Aménagement du territoire : réseaux haut débit des communes non couvertes
Publié le 12 juillet 2006 à 12:36
L’Etat pourrait contribuer à hauteur de 10 000 euros par commune
La téléphonie mobile s'est déployée dans 306 communes supplémentaires au cours du premier semestre 2006, dans le cadre du programme de résorption des zones non couvertes (« zones blanches »), a annoncé mardi dernier le ministre délégué à l'Aménagement du territoire, Christian Estrosi.
Ainsi, au 30 juin, 883 communes rurales concernées par ce programme avaient désormais accès à la téléphonie mobile, contre 577 à fin 2005.
Les trois opérateurs, Orange, SFR et Bouygues Telecom se sont engagés à couvrir au total 1 000 sites « zones blanches », soit environ 1 500 communes, d'ici à la fin de l'année, puis l'intégralité des communes (soit exactement 3 073) d'ici à fin 2007.
Dans un communiqué transmis à la presse, Christian Estrosi « se réjouit que le cap des 25 % soit désormais dépassé pour ce programme particulièrement attendu dans le milieu rural ».
Parallèlement, les opérateurs mobiles « ont confirmé que la dynamique de réalisation des infrastructures par les collectivités devrait être compatible avec (l') objectif » de couverture qu'ils se sont fixés, a encore indiqué le ministre.
Situées dans des zones enclavées parce que reculées et/ou peu peuplées, 3 073 communes avaient été identifiées, en 2003, comme des « zones blanches », des communes qui n’étaient alors couvertes par aucun des trois opérateurs.

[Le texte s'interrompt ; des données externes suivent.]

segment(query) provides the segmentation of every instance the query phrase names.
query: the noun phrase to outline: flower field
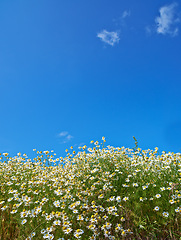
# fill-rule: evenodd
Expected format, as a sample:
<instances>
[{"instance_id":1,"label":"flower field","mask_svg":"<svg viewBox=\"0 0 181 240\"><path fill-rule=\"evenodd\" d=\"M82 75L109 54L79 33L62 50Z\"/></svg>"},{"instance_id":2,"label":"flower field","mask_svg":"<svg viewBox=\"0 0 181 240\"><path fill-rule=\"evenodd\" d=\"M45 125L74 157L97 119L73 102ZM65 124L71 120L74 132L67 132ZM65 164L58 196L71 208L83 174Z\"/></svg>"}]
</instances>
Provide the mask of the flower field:
<instances>
[{"instance_id":1,"label":"flower field","mask_svg":"<svg viewBox=\"0 0 181 240\"><path fill-rule=\"evenodd\" d=\"M181 153L105 142L2 153L0 239L181 239Z\"/></svg>"}]
</instances>

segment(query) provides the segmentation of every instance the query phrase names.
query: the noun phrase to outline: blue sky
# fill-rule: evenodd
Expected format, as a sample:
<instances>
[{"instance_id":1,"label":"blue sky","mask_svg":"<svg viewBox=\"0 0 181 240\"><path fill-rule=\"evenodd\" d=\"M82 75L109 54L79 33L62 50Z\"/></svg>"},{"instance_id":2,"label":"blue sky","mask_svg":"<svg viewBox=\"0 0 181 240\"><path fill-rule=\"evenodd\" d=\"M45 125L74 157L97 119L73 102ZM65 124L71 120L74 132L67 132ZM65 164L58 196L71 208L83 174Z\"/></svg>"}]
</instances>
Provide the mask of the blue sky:
<instances>
[{"instance_id":1,"label":"blue sky","mask_svg":"<svg viewBox=\"0 0 181 240\"><path fill-rule=\"evenodd\" d=\"M0 152L181 152L181 4L0 1Z\"/></svg>"}]
</instances>

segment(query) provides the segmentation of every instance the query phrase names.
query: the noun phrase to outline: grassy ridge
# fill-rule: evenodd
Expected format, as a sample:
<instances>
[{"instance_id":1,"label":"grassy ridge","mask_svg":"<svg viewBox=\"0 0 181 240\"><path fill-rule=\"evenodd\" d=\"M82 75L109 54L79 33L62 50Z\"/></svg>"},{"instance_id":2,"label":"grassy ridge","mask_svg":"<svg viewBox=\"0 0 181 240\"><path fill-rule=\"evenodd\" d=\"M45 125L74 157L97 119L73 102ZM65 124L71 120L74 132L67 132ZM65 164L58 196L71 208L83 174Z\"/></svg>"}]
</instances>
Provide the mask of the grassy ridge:
<instances>
[{"instance_id":1,"label":"grassy ridge","mask_svg":"<svg viewBox=\"0 0 181 240\"><path fill-rule=\"evenodd\" d=\"M102 140L64 159L2 154L0 239L181 239L181 154Z\"/></svg>"}]
</instances>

Or, celles-ci, disséminées un peu partout en France, représentent – quand même ! - près de 10% du territoire mais pour seulement 700 000 âmes.
Toujours selon le ministère, le coût de ce programme, pour chaque opérateur, s'élèverait à quelque 150 millions d'euros. C’est la raison pour laquelle, au nom de la solidarité et de l’égalité d’accès à l’information, l'Etat a également contribué au financement, à hauteur de 44 millions d’euros de subventions et 20 millions d’euros d'exonération de TVA pour les conseils généraux, maîtres d'ouvrage et cofinanceurs pour la majorité des sites. En outre, le plan a bénéficié du soutien de fonds européens.

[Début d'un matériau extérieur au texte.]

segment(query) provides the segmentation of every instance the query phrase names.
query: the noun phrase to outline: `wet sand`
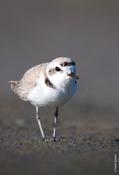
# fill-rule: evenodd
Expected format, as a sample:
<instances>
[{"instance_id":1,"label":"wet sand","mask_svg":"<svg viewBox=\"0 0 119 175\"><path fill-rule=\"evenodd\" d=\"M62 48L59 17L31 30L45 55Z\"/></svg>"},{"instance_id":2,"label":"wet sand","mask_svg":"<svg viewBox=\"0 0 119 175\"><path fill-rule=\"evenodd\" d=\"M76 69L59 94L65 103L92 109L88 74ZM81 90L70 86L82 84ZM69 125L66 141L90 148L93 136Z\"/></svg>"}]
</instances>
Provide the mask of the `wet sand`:
<instances>
[{"instance_id":1,"label":"wet sand","mask_svg":"<svg viewBox=\"0 0 119 175\"><path fill-rule=\"evenodd\" d=\"M118 114L72 106L60 110L53 142L52 109L40 110L48 139L42 141L30 104L1 103L0 174L113 174L114 154L119 155Z\"/></svg>"}]
</instances>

Enfin, selon notre confrère quotidien Les Echos paru mardi dernier 11 juillet, le Comité interministériel pour la société de l'information (Cisi) aurait adopté, le même jour, un plan spécifique de soutien au raccordement des communes n’ayant les moyens financiers ni de se raccorder au réseau ADSL en cours de déploiement par France Télécom d’ici à la fin 2006, ni aux fréquences WiMax dont l'Arcep vient d'attribuer les licences. Un plan de la dernière chance ? Pas sûr car il serait censé prévoir une contribution de l’Etat de quelque 10 millions d’euros supplémentaires, à hauteur de 50% du coût, financé via la dotation globale d’équipement (DGE) des collectivités, au bénéfice du soutien à la politique de l'Education nationale et le Fonds d'investissement des territoires d'Outre-mer (Fidom). Mais le soutien serait – dit on - plafonné à 10 000 euros par communes et ciblé uniquement sur la mairie, l’école, la bibliothèque ou l’éventuelle zone d’activités. Une myriade de petits marchés qui ouvre la voie encore davantage aux opérateurs alternatifs qui pourraient trouver là l’occasion de s’acheter une vertu.